Afinal, as imagens pensam ou não, são elas vivas ou não? Samain apresenta de um ponto de vista mais amplo, o raciocínio de Gregory Bateson. Para este estudioso da comunicação, “[...] o que pensa é o sistema na sua totalidade, engajado num processo de tentativa e erro, e que é composto do ‘homem’ mais seu ambiente [...]” (apud SAMAIN, 2012, p. 26). Parece que há aqui uma aproximação ao argumento de Aumont anteriormente apresentado. Talvez Bateson e Samain tenham deixado escapar a linha da distorção, da imaginação, que pode muito bem correr por fora dos limites da cultura e fazer proliferar por lugares não antes visitados.

Enquanto Samain se refere à imagem como um “grande jardim de arquivos vivos”, com Deleuze e Guattari (2014), poder-se-ia pensar as imagens como um agenciamento maquínico. Isto é, entendê-las como esse lugar de movimentos e de multiplicidade, de posições heterogêneas e de possibilidades, de arranjos, de negociações, de afetos, de traições, de desobediências produzidas por forças potencializadoras internas e externas que nunca cessam de criar conexões entre si e com outros agenciamentos (igrejas, estado, família, mídias, economia, etc.), cujos resultados podem ser imprevisíveis.

Uma tela, um filme ou uma fotografia, por exemplo, podem ser compreendidos como um agenciamento imagético que pertence, em última instância, ao mundo mas, quando “separados”, transformam-se imediatamente noutra multiplicidade – uma nova multiplicidade aparece –, porém conectada à anterior e a outros mais. Tais arranjos e conexões possibilitam “um mundo de criações” (SILVA, 2011, p. 11) capaz de desestabilizar continuamente o território e seus seres. “Sem chegar a ser um sujeito, a imagem é muito mais que um objeto: ela é o lugar de um

processo vivo, ela participa de um sistema de pensamento. A imagem é pensante [...]”, escreve Samain (2012, p. 31).
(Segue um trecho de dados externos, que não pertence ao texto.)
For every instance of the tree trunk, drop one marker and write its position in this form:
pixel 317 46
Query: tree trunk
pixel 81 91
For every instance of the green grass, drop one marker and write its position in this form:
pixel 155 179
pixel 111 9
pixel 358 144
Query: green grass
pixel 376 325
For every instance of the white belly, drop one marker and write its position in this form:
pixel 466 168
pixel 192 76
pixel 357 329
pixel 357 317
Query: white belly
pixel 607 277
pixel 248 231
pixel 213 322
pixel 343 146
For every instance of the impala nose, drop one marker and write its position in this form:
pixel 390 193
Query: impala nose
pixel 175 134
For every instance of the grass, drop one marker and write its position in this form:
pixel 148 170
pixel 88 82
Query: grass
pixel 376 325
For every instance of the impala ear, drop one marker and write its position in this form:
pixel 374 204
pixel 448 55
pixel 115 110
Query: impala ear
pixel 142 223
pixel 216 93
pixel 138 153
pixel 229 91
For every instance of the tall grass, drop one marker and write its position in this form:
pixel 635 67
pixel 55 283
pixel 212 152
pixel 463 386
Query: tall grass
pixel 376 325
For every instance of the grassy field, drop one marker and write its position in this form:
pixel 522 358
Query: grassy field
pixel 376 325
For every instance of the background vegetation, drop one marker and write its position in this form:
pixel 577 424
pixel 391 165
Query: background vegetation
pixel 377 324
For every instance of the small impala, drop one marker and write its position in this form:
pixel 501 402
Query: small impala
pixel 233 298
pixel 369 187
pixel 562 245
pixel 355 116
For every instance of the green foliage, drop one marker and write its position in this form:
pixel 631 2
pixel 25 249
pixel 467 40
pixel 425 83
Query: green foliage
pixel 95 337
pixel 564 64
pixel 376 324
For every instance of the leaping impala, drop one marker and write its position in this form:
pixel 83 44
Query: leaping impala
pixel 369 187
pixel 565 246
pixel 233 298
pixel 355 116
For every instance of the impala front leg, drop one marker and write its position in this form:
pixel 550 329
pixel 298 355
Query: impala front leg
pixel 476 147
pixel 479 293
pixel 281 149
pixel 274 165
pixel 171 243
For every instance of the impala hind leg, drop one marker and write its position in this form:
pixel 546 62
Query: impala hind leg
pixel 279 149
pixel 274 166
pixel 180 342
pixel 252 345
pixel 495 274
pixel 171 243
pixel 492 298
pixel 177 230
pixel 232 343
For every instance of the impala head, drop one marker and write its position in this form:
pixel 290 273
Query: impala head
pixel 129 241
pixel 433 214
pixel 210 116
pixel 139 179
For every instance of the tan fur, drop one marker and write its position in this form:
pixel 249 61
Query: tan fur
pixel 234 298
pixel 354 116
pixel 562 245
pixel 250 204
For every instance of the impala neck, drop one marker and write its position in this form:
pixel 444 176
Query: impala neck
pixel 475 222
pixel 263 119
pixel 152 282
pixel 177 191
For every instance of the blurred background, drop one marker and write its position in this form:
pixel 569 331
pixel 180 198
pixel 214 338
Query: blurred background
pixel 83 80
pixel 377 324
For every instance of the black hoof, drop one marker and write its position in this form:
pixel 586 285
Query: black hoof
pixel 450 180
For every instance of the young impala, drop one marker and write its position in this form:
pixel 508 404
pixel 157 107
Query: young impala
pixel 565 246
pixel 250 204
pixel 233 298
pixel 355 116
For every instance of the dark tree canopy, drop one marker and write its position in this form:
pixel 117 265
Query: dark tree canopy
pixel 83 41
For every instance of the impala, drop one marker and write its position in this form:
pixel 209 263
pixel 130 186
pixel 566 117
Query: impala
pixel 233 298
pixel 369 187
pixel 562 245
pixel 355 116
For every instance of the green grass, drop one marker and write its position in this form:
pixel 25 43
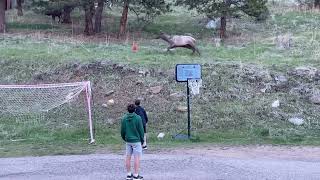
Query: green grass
pixel 226 113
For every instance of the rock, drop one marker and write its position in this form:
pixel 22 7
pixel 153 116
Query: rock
pixel 315 99
pixel 276 104
pixel 182 109
pixel 110 121
pixel 267 88
pixel 296 121
pixel 217 42
pixel 143 73
pixel 160 136
pixel 109 93
pixel 255 74
pixel 156 89
pixel 110 102
pixel 177 96
pixel 213 24
pixel 139 82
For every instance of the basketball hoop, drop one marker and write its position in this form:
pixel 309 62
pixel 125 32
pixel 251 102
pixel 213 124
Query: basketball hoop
pixel 194 85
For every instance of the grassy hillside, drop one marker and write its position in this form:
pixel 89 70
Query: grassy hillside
pixel 232 108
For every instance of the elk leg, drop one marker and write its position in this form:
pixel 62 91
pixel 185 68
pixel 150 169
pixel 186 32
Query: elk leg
pixel 193 48
pixel 170 47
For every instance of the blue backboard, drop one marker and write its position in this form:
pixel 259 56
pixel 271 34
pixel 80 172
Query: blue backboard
pixel 187 71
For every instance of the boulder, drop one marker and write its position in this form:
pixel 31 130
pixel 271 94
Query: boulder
pixel 276 104
pixel 296 121
pixel 156 89
pixel 182 109
pixel 110 102
pixel 109 93
pixel 315 99
pixel 305 72
pixel 160 136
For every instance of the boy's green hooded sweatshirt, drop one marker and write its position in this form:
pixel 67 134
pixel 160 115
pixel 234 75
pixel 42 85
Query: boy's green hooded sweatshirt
pixel 131 128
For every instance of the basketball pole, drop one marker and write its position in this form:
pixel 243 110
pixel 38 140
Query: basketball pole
pixel 188 102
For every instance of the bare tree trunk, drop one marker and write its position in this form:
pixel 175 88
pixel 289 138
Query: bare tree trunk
pixel 98 19
pixel 317 4
pixel 124 19
pixel 89 12
pixel 66 14
pixel 223 28
pixel 2 16
pixel 19 7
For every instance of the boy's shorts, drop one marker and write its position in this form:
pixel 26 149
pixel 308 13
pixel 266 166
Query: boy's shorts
pixel 134 149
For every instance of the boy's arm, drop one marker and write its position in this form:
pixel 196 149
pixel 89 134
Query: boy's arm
pixel 140 129
pixel 145 115
pixel 123 130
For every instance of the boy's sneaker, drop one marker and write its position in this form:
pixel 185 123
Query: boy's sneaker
pixel 138 177
pixel 129 177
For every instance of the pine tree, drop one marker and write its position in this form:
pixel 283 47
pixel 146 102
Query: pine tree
pixel 227 8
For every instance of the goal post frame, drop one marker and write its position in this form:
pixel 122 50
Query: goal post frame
pixel 86 88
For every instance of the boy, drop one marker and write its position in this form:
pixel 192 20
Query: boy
pixel 132 133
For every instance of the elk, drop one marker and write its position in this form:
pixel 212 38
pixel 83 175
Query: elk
pixel 179 41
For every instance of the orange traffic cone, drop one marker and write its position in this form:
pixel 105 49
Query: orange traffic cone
pixel 135 47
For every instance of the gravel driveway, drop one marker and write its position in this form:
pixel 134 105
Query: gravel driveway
pixel 212 163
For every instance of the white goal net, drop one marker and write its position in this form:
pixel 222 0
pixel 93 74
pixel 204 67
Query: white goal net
pixel 43 98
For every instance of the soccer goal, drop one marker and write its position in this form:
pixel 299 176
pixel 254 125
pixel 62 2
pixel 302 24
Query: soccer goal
pixel 48 100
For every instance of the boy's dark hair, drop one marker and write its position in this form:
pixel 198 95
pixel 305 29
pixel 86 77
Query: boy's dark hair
pixel 131 108
pixel 137 102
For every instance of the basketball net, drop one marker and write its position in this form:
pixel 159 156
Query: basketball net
pixel 194 85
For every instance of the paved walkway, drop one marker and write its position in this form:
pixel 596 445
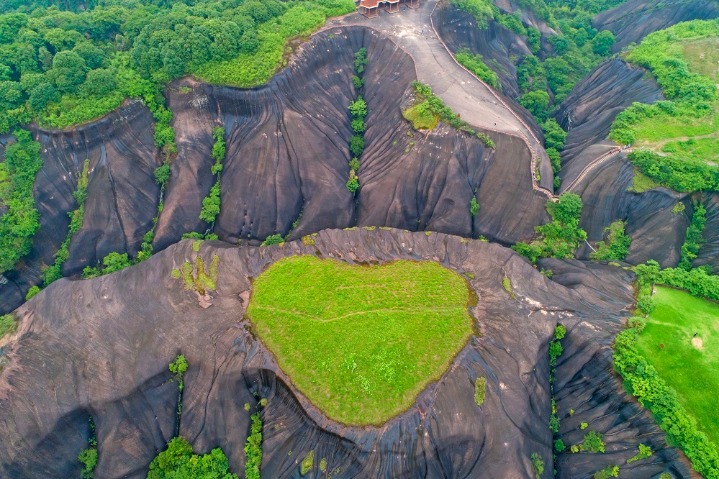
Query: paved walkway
pixel 464 93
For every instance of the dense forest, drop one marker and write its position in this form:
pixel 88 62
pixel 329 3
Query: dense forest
pixel 63 65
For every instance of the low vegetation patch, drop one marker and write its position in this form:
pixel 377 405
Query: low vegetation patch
pixel 21 220
pixel 682 330
pixel 195 277
pixel 480 390
pixel 561 237
pixel 8 324
pixel 54 272
pixel 429 109
pixel 361 342
pixel 679 137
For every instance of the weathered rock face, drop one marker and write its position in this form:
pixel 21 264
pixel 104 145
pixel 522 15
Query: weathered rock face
pixel 287 155
pixel 633 20
pixel 588 112
pixel 657 233
pixel 121 196
pixel 102 347
pixel 496 44
pixel 709 252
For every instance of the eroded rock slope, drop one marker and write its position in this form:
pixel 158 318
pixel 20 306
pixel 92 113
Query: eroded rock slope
pixel 138 319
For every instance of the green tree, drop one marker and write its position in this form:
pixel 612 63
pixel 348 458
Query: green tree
pixel 603 42
pixel 179 461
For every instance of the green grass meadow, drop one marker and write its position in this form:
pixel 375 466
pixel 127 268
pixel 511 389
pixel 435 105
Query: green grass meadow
pixel 361 342
pixel 692 370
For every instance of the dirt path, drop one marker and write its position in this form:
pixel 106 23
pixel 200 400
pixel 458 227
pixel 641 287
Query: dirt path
pixel 464 93
pixel 476 103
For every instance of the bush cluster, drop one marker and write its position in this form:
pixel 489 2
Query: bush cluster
pixel 693 239
pixel 560 237
pixel 358 113
pixel 179 461
pixel 211 203
pixel 8 324
pixel 54 271
pixel 426 99
pixel 616 246
pixel 21 220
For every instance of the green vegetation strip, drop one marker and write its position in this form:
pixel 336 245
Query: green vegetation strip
pixel 559 238
pixel 361 342
pixel 19 224
pixel 428 109
pixel 679 137
pixel 62 68
pixel 681 341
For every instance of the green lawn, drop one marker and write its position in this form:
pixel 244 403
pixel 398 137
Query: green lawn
pixel 692 371
pixel 361 342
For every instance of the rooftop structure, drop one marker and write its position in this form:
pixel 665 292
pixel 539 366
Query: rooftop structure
pixel 371 8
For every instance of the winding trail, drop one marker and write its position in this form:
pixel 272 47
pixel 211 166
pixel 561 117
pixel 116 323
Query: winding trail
pixel 476 103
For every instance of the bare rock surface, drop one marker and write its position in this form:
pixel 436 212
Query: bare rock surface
pixel 633 20
pixel 121 195
pixel 101 348
pixel 287 155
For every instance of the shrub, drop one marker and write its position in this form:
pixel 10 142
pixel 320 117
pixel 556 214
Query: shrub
pixel 593 442
pixel 644 453
pixel 8 324
pixel 693 239
pixel 561 237
pixel 353 182
pixel 179 461
pixel 537 465
pixel 356 145
pixel 253 448
pixel 162 174
pixel 358 108
pixel 480 387
pixel 473 206
pixel 616 246
pixel 607 472
pixel 32 292
pixel 273 239
pixel 307 463
pixel 196 277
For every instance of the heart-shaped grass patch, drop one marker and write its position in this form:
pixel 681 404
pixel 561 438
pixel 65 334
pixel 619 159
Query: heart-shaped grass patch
pixel 361 342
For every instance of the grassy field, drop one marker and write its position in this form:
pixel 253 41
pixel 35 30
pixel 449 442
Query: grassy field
pixel 361 342
pixel 686 135
pixel 688 364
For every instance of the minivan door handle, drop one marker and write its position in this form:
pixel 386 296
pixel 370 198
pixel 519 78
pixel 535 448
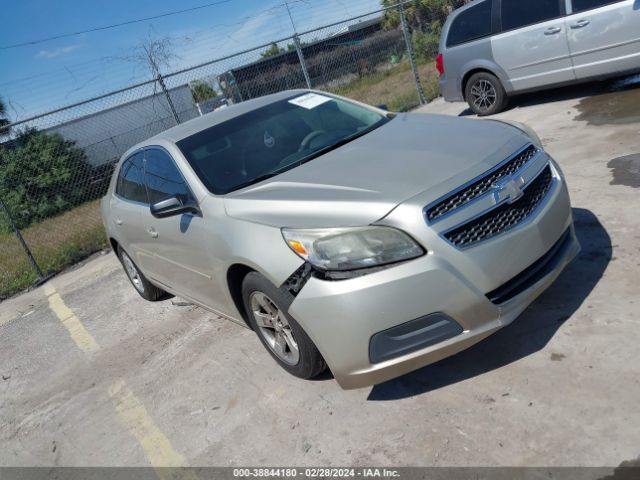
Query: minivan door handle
pixel 552 30
pixel 580 24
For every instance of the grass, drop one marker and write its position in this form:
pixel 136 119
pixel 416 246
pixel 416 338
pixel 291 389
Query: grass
pixel 394 87
pixel 56 243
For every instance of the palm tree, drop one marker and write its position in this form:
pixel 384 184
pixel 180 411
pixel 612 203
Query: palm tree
pixel 4 122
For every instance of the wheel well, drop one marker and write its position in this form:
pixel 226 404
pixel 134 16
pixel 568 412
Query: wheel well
pixel 235 276
pixel 468 75
pixel 114 245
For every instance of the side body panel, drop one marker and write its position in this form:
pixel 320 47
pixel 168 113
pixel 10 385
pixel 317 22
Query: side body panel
pixel 606 40
pixel 534 56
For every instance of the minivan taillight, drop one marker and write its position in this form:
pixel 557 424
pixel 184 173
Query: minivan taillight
pixel 440 64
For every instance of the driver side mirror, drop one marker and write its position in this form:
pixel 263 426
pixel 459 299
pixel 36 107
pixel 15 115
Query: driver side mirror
pixel 173 206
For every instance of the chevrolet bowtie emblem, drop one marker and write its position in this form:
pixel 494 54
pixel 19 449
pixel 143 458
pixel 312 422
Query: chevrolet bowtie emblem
pixel 509 189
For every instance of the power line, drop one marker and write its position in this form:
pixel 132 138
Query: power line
pixel 115 25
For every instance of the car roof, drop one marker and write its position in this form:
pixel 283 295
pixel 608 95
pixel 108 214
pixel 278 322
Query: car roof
pixel 186 129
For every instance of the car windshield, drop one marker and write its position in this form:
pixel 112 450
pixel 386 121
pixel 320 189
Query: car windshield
pixel 275 138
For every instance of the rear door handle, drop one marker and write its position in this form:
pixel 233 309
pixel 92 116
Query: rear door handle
pixel 580 24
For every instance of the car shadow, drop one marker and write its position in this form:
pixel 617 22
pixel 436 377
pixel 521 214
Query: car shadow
pixel 529 333
pixel 571 92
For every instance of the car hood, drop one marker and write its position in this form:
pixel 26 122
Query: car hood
pixel 360 182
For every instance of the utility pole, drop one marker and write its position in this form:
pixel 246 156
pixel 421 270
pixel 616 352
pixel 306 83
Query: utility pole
pixel 154 67
pixel 412 58
pixel 296 41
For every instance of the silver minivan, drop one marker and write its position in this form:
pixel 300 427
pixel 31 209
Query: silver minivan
pixel 492 49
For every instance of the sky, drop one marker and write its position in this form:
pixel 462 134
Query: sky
pixel 40 77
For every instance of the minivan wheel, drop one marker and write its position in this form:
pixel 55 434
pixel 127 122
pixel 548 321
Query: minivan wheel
pixel 146 289
pixel 267 311
pixel 485 94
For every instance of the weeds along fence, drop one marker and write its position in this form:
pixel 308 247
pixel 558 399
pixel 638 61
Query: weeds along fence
pixel 55 167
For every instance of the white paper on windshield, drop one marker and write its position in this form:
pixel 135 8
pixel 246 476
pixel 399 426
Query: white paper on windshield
pixel 309 100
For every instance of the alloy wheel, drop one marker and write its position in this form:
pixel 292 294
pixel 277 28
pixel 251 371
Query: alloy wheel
pixel 274 328
pixel 483 95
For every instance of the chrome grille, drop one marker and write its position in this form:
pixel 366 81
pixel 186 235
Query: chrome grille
pixel 503 218
pixel 482 186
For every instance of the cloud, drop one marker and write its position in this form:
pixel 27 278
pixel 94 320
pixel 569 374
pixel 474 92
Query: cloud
pixel 56 52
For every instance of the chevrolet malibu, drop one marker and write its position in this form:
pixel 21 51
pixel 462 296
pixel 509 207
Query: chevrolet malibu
pixel 345 236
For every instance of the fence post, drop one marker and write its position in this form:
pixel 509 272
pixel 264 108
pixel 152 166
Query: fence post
pixel 23 244
pixel 296 41
pixel 166 94
pixel 412 58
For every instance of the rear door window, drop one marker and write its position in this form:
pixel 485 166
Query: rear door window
pixel 519 13
pixel 471 24
pixel 583 5
pixel 130 184
pixel 164 180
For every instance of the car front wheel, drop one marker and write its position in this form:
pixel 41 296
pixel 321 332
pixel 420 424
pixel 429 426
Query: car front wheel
pixel 485 94
pixel 144 287
pixel 267 310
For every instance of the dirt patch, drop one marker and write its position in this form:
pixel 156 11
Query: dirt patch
pixel 626 170
pixel 615 108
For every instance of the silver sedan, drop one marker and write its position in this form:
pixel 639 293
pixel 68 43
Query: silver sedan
pixel 345 236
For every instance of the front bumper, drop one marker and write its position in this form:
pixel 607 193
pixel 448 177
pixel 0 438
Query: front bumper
pixel 341 317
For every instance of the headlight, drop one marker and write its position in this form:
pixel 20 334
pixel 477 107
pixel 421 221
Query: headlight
pixel 351 248
pixel 527 130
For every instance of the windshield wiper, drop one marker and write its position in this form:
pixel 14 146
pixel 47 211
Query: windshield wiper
pixel 338 144
pixel 308 158
pixel 258 179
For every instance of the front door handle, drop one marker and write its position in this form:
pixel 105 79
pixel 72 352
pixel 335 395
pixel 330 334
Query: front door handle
pixel 580 24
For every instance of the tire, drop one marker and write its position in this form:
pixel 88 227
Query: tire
pixel 267 310
pixel 146 289
pixel 485 94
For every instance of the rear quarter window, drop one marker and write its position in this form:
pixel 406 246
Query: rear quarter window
pixel 471 24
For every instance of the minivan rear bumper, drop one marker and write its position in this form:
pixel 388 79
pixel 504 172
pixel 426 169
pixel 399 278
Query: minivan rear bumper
pixel 450 90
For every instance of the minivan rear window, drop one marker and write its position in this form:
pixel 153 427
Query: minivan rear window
pixel 517 14
pixel 471 24
pixel 582 5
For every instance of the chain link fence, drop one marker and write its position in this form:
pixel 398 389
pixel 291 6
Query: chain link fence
pixel 55 167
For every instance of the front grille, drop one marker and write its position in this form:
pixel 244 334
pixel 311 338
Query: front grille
pixel 532 274
pixel 503 218
pixel 482 186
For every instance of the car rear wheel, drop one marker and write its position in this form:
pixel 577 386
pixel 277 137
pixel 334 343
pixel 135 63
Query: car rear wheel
pixel 485 94
pixel 146 289
pixel 267 311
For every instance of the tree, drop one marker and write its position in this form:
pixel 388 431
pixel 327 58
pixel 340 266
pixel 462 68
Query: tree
pixel 272 51
pixel 420 13
pixel 42 175
pixel 4 121
pixel 201 91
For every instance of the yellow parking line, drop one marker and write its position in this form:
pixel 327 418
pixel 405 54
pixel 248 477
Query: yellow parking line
pixel 78 333
pixel 156 446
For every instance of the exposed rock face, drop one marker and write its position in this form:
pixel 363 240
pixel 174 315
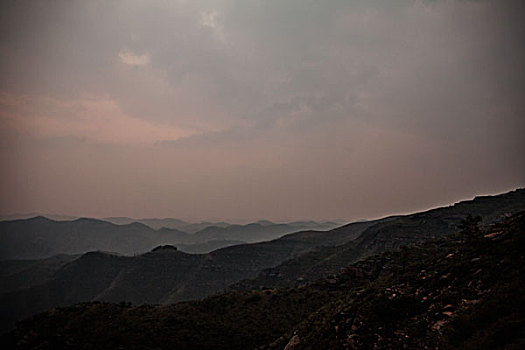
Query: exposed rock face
pixel 293 343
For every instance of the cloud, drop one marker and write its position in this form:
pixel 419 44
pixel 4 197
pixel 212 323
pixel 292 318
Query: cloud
pixel 133 59
pixel 95 120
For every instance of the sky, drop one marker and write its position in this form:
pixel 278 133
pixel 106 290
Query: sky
pixel 245 109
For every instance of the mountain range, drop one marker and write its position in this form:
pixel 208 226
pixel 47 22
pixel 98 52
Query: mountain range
pixel 41 237
pixel 459 290
pixel 167 275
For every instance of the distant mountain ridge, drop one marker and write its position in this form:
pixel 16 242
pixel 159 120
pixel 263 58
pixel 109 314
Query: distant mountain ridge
pixel 460 291
pixel 41 237
pixel 168 276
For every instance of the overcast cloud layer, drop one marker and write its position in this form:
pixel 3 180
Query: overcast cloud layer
pixel 290 109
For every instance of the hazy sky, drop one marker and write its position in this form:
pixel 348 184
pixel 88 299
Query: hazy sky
pixel 289 109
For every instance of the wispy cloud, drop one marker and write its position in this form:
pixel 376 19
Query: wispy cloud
pixel 132 59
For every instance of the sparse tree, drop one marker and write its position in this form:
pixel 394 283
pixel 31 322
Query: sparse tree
pixel 470 226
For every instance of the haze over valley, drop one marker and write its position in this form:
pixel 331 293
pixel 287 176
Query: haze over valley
pixel 249 174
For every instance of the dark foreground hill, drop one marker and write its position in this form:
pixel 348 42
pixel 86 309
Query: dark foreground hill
pixel 169 275
pixel 463 291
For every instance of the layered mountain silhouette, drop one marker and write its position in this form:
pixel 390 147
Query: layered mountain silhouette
pixel 458 291
pixel 41 237
pixel 169 275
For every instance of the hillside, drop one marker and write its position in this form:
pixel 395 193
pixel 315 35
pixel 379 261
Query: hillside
pixel 41 237
pixel 382 235
pixel 172 276
pixel 462 291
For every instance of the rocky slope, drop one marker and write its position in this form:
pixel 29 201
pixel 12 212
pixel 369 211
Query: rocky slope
pixel 462 291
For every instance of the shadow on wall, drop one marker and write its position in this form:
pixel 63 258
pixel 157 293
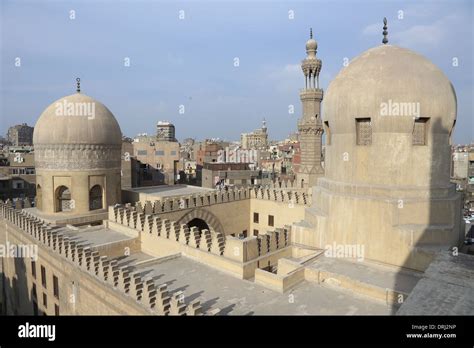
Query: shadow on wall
pixel 16 298
pixel 439 220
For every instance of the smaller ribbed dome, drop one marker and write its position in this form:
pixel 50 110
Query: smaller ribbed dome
pixel 77 119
Deleuze e Guattari (1995) denominaram agenciamento coletivo cada ser ou cada conjunto de seres que está no todo, e vice-versa; uns afetando aos outros por graus de força que cada um disponibiliza para viver. Isso corresponde tanto aos diálogos entre as imagens proposto por Samain quanto à noção de sobrevivência proposto por Warburg, conforme mencionado anteriormente. As cadeias imagéticas, assim constituídas de dados sígnicos em profusão, poderiam ser compreendidas também como um corpo sem órgãos – conceito precioso apresentado por Deleuze e Guattari (1995) para explicar esses tipos de territórios constituídos por multiplicidades ultraconectadas e disformes.

Imagens e pensamentos são, portanto, duas cabeças do mesmo corpo, que agem em sintonia mas não necessariamente em harmonia. Jogam o tempo todo para ver quem chegou primeiro e como uma dimensão pode modificar a outra, num contínuo processo de criação, deformação e transformação.